Historical note and terminology
Coenzyme Q10 (ubiquinone), a vitamin, was discovered in 1957 by Frederick Crane at Purdue University in Indiana. Four years later, Peter Mitchell of the University of Edinburgh figured out how coenzyme Q10 produces energy at the cellular level and won the Nobel Prize for chemistry for this discovery in 1978. By the mid-1960s, Japanese researchers recognized that coenzyme Q10 concentrated in the myocardium. In the early 1980s, the first study of coenzyme Q10 was conducted in the treatment of cardiomyopathy. It is currently under investigation for the treatment of neurodegenerative disorders. Although not yet approved by the FDA, the product is available from health food stores. Idebenone, a synthetic analog of coenzyme Q10, has been tested in phase III clinical trials in the treatment of neurodegenerative diseases but has not been approved for use in any of these in the United States. In 2008, Health Canada approved Catena (a proprietary preparation of idebenone) for use in the symptomatic management of patients with Friedreich ataxia based on the promising nature of the clinical evidence. Market authorization was issued with a condition for need of a confirmatory study.

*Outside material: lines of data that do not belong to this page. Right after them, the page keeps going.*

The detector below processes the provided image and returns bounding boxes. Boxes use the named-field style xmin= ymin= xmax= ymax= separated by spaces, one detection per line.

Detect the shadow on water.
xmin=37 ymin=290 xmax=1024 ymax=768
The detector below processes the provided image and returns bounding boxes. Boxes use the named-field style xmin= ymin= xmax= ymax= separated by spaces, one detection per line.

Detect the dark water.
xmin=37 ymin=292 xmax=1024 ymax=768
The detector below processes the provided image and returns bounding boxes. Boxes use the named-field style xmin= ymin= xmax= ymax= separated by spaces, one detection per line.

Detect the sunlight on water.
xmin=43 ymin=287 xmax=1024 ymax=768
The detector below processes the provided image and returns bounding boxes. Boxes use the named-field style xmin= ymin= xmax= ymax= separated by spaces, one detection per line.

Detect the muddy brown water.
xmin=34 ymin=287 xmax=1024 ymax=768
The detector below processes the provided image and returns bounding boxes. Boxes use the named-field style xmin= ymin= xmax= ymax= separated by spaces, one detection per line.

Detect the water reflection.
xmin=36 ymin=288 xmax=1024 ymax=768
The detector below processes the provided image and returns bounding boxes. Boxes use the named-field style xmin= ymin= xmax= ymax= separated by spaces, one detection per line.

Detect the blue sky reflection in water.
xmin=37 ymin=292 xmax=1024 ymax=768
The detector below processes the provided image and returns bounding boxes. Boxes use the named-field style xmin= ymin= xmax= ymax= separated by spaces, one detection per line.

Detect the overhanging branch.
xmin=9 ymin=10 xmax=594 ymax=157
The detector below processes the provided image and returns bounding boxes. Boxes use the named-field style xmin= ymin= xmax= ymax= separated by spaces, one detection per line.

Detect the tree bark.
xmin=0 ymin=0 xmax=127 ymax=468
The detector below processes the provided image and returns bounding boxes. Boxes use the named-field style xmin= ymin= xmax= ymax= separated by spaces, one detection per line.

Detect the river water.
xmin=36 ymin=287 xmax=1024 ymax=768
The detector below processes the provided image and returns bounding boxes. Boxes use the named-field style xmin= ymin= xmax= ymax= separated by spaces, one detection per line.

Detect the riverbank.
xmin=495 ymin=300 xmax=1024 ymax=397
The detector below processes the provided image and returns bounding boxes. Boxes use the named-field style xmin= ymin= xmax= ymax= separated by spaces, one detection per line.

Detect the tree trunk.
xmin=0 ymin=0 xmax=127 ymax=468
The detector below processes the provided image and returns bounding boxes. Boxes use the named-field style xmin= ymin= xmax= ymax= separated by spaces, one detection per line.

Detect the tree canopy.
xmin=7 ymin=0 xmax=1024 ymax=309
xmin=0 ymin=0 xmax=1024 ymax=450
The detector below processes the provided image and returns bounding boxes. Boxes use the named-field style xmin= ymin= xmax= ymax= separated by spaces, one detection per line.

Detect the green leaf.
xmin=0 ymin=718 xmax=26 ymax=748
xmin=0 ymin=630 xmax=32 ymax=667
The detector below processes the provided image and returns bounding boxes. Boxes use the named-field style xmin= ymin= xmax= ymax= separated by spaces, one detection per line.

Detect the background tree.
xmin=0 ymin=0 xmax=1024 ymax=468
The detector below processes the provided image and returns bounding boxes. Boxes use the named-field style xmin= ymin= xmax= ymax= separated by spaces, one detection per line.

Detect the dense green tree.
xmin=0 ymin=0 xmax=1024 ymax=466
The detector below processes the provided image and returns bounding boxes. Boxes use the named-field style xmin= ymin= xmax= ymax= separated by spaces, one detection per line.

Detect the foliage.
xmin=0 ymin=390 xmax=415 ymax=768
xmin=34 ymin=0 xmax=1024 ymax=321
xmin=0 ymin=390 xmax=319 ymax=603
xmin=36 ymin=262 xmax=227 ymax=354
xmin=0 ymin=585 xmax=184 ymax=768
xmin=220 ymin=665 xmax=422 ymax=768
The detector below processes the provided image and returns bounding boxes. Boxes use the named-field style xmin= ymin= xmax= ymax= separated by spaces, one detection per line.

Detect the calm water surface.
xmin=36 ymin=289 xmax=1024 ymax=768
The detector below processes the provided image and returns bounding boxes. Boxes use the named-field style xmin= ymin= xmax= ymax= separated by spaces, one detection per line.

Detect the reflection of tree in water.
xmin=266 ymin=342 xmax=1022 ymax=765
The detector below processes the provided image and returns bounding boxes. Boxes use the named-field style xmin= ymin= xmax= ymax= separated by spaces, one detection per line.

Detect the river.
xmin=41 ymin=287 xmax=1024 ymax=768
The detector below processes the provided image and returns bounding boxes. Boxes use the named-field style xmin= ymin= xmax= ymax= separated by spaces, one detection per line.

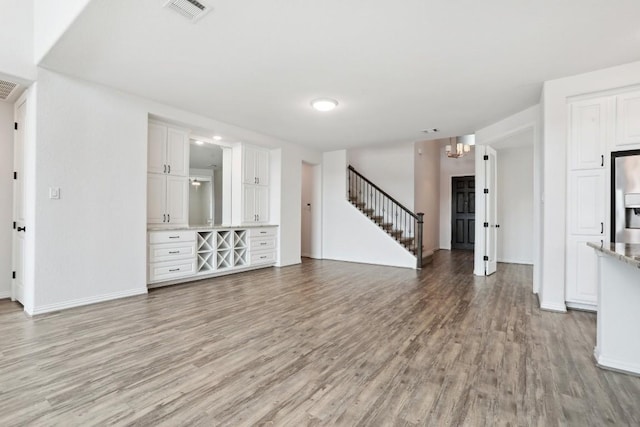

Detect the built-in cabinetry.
xmin=147 ymin=122 xmax=189 ymax=226
xmin=147 ymin=226 xmax=276 ymax=285
xmin=565 ymin=91 xmax=640 ymax=311
xmin=233 ymin=144 xmax=270 ymax=224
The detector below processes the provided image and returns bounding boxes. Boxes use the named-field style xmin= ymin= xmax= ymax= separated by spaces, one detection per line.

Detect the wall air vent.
xmin=164 ymin=0 xmax=212 ymax=22
xmin=0 ymin=79 xmax=18 ymax=101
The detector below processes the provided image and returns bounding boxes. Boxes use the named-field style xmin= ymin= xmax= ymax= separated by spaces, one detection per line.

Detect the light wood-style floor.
xmin=0 ymin=251 xmax=640 ymax=426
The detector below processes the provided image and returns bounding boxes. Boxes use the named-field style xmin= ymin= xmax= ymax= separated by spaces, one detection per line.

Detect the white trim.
xmin=565 ymin=301 xmax=598 ymax=313
xmin=540 ymin=301 xmax=567 ymax=313
xmin=25 ymin=286 xmax=147 ymax=316
xmin=498 ymin=258 xmax=533 ymax=265
xmin=593 ymin=347 xmax=640 ymax=375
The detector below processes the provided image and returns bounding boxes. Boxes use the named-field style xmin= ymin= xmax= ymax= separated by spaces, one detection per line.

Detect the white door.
xmin=255 ymin=187 xmax=269 ymax=222
xmin=569 ymin=169 xmax=608 ymax=235
xmin=167 ymin=128 xmax=189 ymax=176
xmin=615 ymin=91 xmax=640 ymax=146
xmin=484 ymin=146 xmax=498 ymax=276
xmin=147 ymin=173 xmax=167 ymax=224
xmin=242 ymin=185 xmax=257 ymax=223
xmin=242 ymin=145 xmax=258 ymax=184
xmin=147 ymin=123 xmax=167 ymax=173
xmin=569 ymin=98 xmax=608 ymax=170
xmin=167 ymin=176 xmax=189 ymax=225
xmin=11 ymin=101 xmax=27 ymax=305
xmin=255 ymin=150 xmax=269 ymax=185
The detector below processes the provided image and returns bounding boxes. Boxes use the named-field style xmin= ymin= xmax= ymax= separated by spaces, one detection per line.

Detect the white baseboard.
xmin=540 ymin=301 xmax=567 ymax=313
xmin=566 ymin=302 xmax=598 ymax=313
xmin=27 ymin=286 xmax=147 ymax=316
xmin=593 ymin=347 xmax=640 ymax=376
xmin=498 ymin=258 xmax=533 ymax=265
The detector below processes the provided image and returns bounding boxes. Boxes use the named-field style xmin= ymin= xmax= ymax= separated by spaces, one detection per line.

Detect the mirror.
xmin=189 ymin=139 xmax=223 ymax=226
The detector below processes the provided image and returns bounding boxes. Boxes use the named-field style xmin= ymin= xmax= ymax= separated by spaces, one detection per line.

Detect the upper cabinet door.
xmin=615 ymin=91 xmax=640 ymax=146
xmin=255 ymin=187 xmax=269 ymax=222
xmin=147 ymin=123 xmax=167 ymax=173
xmin=569 ymin=98 xmax=609 ymax=170
xmin=167 ymin=128 xmax=189 ymax=176
xmin=242 ymin=145 xmax=258 ymax=184
xmin=147 ymin=173 xmax=167 ymax=224
xmin=255 ymin=150 xmax=269 ymax=185
xmin=166 ymin=176 xmax=189 ymax=225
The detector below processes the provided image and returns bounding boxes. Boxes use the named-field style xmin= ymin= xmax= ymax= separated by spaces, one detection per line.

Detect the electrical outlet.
xmin=49 ymin=187 xmax=60 ymax=200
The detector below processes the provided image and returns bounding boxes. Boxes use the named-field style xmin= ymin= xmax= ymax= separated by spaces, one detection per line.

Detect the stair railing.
xmin=347 ymin=165 xmax=424 ymax=269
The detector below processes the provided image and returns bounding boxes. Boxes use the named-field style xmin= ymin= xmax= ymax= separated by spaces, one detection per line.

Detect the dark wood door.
xmin=451 ymin=176 xmax=476 ymax=250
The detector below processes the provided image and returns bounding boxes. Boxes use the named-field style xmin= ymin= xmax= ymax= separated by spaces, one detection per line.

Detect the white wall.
xmin=25 ymin=69 xmax=320 ymax=314
xmin=0 ymin=0 xmax=35 ymax=80
xmin=497 ymin=147 xmax=533 ymax=264
xmin=0 ymin=102 xmax=14 ymax=298
xmin=438 ymin=139 xmax=478 ymax=249
xmin=348 ymin=143 xmax=415 ymax=211
xmin=322 ymin=150 xmax=416 ymax=268
xmin=300 ymin=163 xmax=313 ymax=257
xmin=414 ymin=140 xmax=440 ymax=255
xmin=474 ymin=105 xmax=543 ymax=293
xmin=34 ymin=0 xmax=91 ymax=63
xmin=540 ymin=62 xmax=640 ymax=311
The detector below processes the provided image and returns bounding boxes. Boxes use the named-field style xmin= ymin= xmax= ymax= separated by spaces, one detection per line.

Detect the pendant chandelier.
xmin=444 ymin=135 xmax=476 ymax=159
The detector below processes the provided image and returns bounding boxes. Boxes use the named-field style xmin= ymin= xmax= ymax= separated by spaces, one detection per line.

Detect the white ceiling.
xmin=43 ymin=0 xmax=640 ymax=150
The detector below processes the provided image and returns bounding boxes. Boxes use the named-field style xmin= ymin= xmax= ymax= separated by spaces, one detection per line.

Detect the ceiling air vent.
xmin=164 ymin=0 xmax=212 ymax=22
xmin=0 ymin=79 xmax=18 ymax=101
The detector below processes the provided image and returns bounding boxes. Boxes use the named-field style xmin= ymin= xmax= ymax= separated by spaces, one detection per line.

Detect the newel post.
xmin=416 ymin=212 xmax=424 ymax=269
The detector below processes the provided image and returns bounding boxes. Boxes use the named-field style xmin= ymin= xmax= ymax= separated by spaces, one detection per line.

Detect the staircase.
xmin=347 ymin=165 xmax=424 ymax=269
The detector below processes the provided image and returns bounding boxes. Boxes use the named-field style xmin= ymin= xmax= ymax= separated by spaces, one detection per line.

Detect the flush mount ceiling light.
xmin=311 ymin=98 xmax=338 ymax=111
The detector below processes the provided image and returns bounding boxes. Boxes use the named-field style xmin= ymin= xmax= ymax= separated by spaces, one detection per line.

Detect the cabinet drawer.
xmin=250 ymin=227 xmax=276 ymax=237
xmin=149 ymin=258 xmax=196 ymax=282
xmin=250 ymin=237 xmax=276 ymax=251
xmin=148 ymin=242 xmax=196 ymax=262
xmin=250 ymin=251 xmax=276 ymax=265
xmin=149 ymin=230 xmax=196 ymax=243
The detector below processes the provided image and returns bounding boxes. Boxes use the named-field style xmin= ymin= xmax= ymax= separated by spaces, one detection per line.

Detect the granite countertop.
xmin=587 ymin=242 xmax=640 ymax=268
xmin=147 ymin=224 xmax=277 ymax=231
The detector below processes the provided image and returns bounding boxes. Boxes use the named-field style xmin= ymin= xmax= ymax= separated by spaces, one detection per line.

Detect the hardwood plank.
xmin=0 ymin=251 xmax=640 ymax=426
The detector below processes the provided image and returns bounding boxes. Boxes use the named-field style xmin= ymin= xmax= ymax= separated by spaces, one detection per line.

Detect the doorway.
xmin=451 ymin=176 xmax=476 ymax=250
xmin=300 ymin=162 xmax=322 ymax=259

In 2013, the European Medicines Agency (EMA) denied an application originating in Switzerland for the approval of Raxone, a synthetic CoQ10 derivative for Leber hereditary optic neuropathy, because too few patients had been investigated during clinical development; however, there were no safety concerns. Later, this indication was approved by the EMA. In 2007, the FDA granted orphan drug designation to idebenone for the treatment of Duchenne muscular dystrophy, and phase 3 clinical trials were conducted, but approval for this indication was rejected in 2017. An application by the manufacturer for extension of CoQ10 use in patients with Duchenne muscular dystrophy was rejected by the EMA and confirmed after a review in January 2018.